TAX TIME REMINDS AMERICANS ABOUT GOVERNMENT'S COST

April 7, 2006
At this time of year more than any other, Americans feel the costs of government.

Bob Tippee
Editor

At this time of year more than any other, Americans feel the costs of government.

By Apr. 15, Americans with income must produce documents guessing at their 2005 tax liabilities, along with whatever payments may be in order. They guess because lawmakers doing favors for narrow interests have made an impenetrable hash of tax law.

Many Americans employ specialists to sort it all out and might not notice how perplexing tax preparation has become. Most who do notice steam about it awhile only to retreat into their own, more comprehensible affairs until reminded again the following April.

Meanwhile, the army of tax specialists grows, never losing its focus on the exemption-riddled, means-tested, endlessly cross-referenced confusion on which it feeds, ready to lobby any suggestion for change into oblivion.

Angry yet? Good. This item is about how much Congress—author of the Tax Code—will cost the US Treasury with its ethanol mandate for gasoline.
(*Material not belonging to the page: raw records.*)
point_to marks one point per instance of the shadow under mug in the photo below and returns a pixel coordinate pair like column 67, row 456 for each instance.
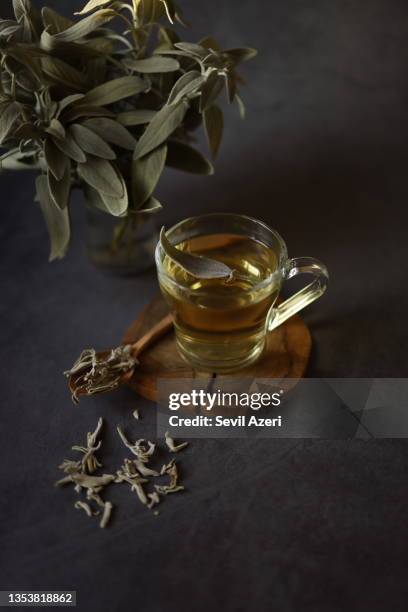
column 211, row 335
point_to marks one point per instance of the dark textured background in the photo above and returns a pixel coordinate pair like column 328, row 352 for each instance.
column 280, row 525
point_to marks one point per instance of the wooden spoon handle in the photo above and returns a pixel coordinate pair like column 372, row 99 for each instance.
column 152, row 335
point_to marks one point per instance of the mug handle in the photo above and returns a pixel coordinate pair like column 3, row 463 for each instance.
column 304, row 297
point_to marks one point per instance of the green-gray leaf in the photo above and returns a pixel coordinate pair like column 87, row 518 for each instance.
column 91, row 5
column 111, row 131
column 115, row 90
column 61, row 72
column 161, row 127
column 91, row 142
column 70, row 148
column 8, row 118
column 214, row 126
column 196, row 265
column 186, row 85
column 108, row 204
column 102, row 176
column 85, row 26
column 154, row 64
column 139, row 117
column 184, row 157
column 211, row 89
column 56, row 160
column 53, row 21
column 60, row 190
column 241, row 54
column 146, row 172
column 57, row 220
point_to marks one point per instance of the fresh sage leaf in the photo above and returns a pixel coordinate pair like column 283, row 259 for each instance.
column 186, row 85
column 164, row 123
column 138, row 117
column 8, row 118
column 91, row 5
column 57, row 220
column 151, row 207
column 61, row 72
column 102, row 176
column 55, row 158
column 60, row 190
column 146, row 172
column 90, row 142
column 214, row 125
column 196, row 265
column 115, row 90
column 184, row 157
column 154, row 64
column 86, row 26
column 54, row 22
column 112, row 132
column 241, row 54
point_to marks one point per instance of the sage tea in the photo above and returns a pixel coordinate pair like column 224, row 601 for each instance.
column 220, row 322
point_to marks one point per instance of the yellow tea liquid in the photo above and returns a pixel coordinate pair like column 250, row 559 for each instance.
column 220, row 323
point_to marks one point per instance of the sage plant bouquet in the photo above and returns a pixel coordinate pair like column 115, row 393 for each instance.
column 105, row 108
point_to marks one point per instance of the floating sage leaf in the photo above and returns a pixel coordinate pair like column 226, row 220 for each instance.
column 184, row 157
column 196, row 265
column 90, row 142
column 146, row 172
column 214, row 126
column 101, row 175
column 57, row 220
column 112, row 132
column 164, row 123
column 115, row 90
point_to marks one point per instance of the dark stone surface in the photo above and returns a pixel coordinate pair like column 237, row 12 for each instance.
column 280, row 525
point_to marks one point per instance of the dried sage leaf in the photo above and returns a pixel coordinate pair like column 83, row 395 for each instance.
column 196, row 265
column 57, row 220
column 184, row 157
column 214, row 126
column 146, row 172
column 164, row 123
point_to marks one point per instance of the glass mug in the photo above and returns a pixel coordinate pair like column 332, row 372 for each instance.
column 221, row 324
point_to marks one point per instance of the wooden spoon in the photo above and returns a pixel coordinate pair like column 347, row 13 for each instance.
column 98, row 372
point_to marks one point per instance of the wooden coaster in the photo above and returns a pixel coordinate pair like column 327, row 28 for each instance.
column 286, row 354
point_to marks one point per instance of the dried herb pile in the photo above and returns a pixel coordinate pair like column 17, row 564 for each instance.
column 135, row 472
column 105, row 101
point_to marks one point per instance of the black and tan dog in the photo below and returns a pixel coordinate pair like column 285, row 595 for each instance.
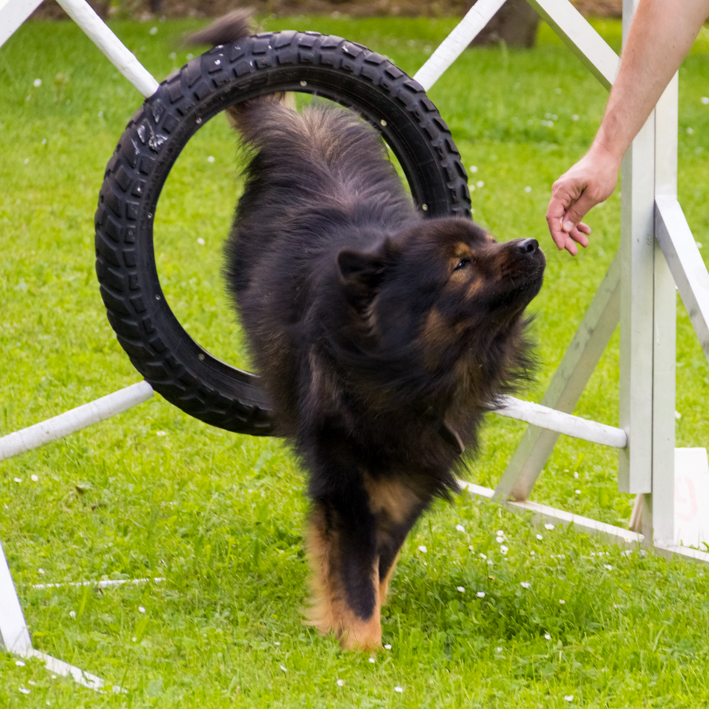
column 381, row 337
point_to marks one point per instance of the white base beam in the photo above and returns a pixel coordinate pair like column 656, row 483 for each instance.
column 106, row 583
column 74, row 420
column 544, row 513
column 566, row 387
column 554, row 420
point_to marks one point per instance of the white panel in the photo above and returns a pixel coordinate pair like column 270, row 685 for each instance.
column 13, row 630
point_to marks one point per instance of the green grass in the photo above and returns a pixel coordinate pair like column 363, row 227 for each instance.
column 220, row 516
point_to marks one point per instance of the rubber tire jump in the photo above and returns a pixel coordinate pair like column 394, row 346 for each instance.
column 160, row 349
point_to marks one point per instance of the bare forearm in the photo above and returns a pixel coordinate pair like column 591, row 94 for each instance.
column 661, row 35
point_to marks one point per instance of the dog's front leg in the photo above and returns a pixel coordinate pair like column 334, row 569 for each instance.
column 343, row 556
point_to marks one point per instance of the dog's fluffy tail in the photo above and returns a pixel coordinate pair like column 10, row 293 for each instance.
column 231, row 28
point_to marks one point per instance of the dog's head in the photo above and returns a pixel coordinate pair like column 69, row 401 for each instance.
column 443, row 287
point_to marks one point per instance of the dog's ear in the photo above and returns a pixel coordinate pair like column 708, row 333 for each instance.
column 363, row 271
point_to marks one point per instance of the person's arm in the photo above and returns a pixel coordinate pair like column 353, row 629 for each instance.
column 661, row 35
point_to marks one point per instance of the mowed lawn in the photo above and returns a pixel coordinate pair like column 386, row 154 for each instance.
column 558, row 620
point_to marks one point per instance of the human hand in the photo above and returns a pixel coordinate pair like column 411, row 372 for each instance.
column 590, row 181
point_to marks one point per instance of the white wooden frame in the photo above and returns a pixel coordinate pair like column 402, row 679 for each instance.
column 657, row 250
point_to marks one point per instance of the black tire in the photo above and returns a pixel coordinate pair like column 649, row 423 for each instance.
column 159, row 348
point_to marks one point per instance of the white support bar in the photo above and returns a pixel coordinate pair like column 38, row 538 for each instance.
column 544, row 513
column 118, row 54
column 85, row 679
column 12, row 14
column 455, row 43
column 575, row 426
column 685, row 263
column 580, row 37
column 74, row 420
column 13, row 630
column 566, row 387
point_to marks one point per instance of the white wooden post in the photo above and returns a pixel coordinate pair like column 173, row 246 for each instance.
column 658, row 520
column 636, row 302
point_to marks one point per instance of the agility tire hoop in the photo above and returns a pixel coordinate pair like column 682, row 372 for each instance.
column 347, row 73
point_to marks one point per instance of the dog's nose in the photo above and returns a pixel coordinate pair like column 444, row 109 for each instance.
column 527, row 246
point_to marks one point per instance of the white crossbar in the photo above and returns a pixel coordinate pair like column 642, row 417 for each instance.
column 13, row 628
column 455, row 43
column 554, row 420
column 580, row 38
column 12, row 14
column 685, row 262
column 118, row 54
column 74, row 420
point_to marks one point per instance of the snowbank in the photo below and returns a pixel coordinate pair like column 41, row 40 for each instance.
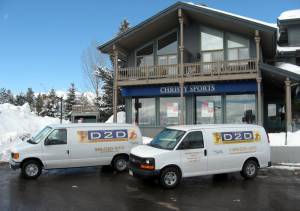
column 278, row 139
column 121, row 116
column 17, row 121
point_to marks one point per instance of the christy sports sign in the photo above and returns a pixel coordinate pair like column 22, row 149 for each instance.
column 92, row 136
column 200, row 89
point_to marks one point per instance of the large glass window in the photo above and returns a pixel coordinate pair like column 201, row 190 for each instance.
column 143, row 111
column 238, row 47
column 241, row 108
column 170, row 108
column 144, row 56
column 211, row 45
column 208, row 110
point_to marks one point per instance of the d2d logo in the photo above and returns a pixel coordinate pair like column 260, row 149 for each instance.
column 236, row 137
column 102, row 136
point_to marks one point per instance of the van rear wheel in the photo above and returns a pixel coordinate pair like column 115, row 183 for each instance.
column 120, row 163
column 31, row 169
column 250, row 169
column 170, row 177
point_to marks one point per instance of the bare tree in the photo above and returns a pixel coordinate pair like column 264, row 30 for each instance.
column 92, row 59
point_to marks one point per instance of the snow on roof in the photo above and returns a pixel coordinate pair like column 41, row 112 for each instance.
column 287, row 48
column 290, row 14
column 288, row 67
column 273, row 25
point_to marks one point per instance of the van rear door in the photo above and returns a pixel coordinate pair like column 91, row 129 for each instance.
column 193, row 154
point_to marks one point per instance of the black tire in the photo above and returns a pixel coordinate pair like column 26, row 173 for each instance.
column 250, row 169
column 170, row 177
column 31, row 169
column 119, row 162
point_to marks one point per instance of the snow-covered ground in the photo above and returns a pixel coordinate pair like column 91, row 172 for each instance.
column 17, row 121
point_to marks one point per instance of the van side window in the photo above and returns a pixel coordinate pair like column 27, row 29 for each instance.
column 193, row 140
column 56, row 137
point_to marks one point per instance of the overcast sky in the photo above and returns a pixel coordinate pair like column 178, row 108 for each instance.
column 41, row 42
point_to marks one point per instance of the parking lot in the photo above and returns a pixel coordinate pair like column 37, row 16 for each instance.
column 103, row 189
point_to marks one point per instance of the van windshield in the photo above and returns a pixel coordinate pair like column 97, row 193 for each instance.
column 41, row 135
column 167, row 139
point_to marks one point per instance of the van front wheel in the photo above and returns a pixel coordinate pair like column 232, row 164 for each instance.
column 120, row 163
column 31, row 169
column 170, row 177
column 250, row 169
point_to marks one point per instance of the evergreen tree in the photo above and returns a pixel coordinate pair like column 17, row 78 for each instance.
column 6, row 96
column 71, row 99
column 106, row 105
column 20, row 99
column 30, row 98
column 39, row 104
column 51, row 109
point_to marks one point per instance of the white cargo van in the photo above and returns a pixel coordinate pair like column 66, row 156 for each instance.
column 194, row 150
column 75, row 145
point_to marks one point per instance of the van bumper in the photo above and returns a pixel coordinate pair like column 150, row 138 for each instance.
column 136, row 172
column 14, row 165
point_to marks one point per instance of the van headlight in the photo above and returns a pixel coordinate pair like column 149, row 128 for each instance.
column 148, row 164
column 15, row 155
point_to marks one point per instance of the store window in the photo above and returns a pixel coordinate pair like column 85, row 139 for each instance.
column 212, row 48
column 209, row 110
column 144, row 56
column 170, row 110
column 143, row 111
column 238, row 47
column 241, row 108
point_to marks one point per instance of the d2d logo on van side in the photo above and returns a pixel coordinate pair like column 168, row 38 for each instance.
column 102, row 136
column 236, row 137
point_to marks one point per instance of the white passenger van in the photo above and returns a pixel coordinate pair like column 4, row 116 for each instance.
column 75, row 145
column 194, row 150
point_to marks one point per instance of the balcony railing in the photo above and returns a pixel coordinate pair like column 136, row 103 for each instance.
column 247, row 66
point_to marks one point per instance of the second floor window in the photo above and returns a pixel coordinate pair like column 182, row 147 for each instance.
column 167, row 49
column 144, row 56
column 238, row 47
column 212, row 48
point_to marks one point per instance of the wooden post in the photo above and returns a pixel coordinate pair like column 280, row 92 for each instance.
column 259, row 80
column 181, row 68
column 115, row 87
column 288, row 105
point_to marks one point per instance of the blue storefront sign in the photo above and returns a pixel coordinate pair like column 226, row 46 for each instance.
column 198, row 89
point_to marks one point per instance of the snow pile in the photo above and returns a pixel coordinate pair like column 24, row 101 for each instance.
column 290, row 14
column 18, row 121
column 121, row 118
column 288, row 67
column 278, row 139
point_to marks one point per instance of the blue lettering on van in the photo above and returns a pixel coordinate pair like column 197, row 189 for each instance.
column 237, row 136
column 107, row 134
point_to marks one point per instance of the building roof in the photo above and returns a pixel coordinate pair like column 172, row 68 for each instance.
column 289, row 14
column 102, row 125
column 211, row 126
column 167, row 19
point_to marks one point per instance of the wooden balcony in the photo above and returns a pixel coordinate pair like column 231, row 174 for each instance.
column 192, row 72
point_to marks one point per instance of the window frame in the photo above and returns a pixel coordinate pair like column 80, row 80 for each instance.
column 178, row 147
column 47, row 138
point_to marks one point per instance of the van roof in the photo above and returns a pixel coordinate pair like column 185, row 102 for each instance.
column 74, row 125
column 212, row 126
In a footnote to a report issued last July, the US Energy Information Administration calculated that every gallon of fuel ethanol reduces federal excise tax revenue by 44.9¢. A gallon of ethanol displaces two thirds of a gallon of gasoline and enjoys a tax benefit of a net 32.6¢. That's the difference between the federal gasoline excise of 18.4¢ and the ethanol tax credit of 51¢. Adding 12.3¢ of federal tax forgone on two thirds of a gallon of gasoline yields 44.9¢.

The Energy Policy Act of 2005 requires fuel ethanol sales of 4 billion gal in 2006, 4.7 billion gal in 2007, 5.4 billion gal in 2008, 6.1 billion gal in 2009, 6.8 billion gal in 2010, 7.4 billion gal in 2011, and 7.5 billion gal in 2012.

That's 41.9 billion gal during the mandate's phase-in for a reduction in federal revenue of $18.8 billion, an average of $2.7 billion/year. After 2011, the cost is $3.4 billion/year.

Against the whole federal budget, that's not much. But the government won't do without the money.

And it's money Americans otherwise could put to productive use such as paying strangers to guess how much tax they owe.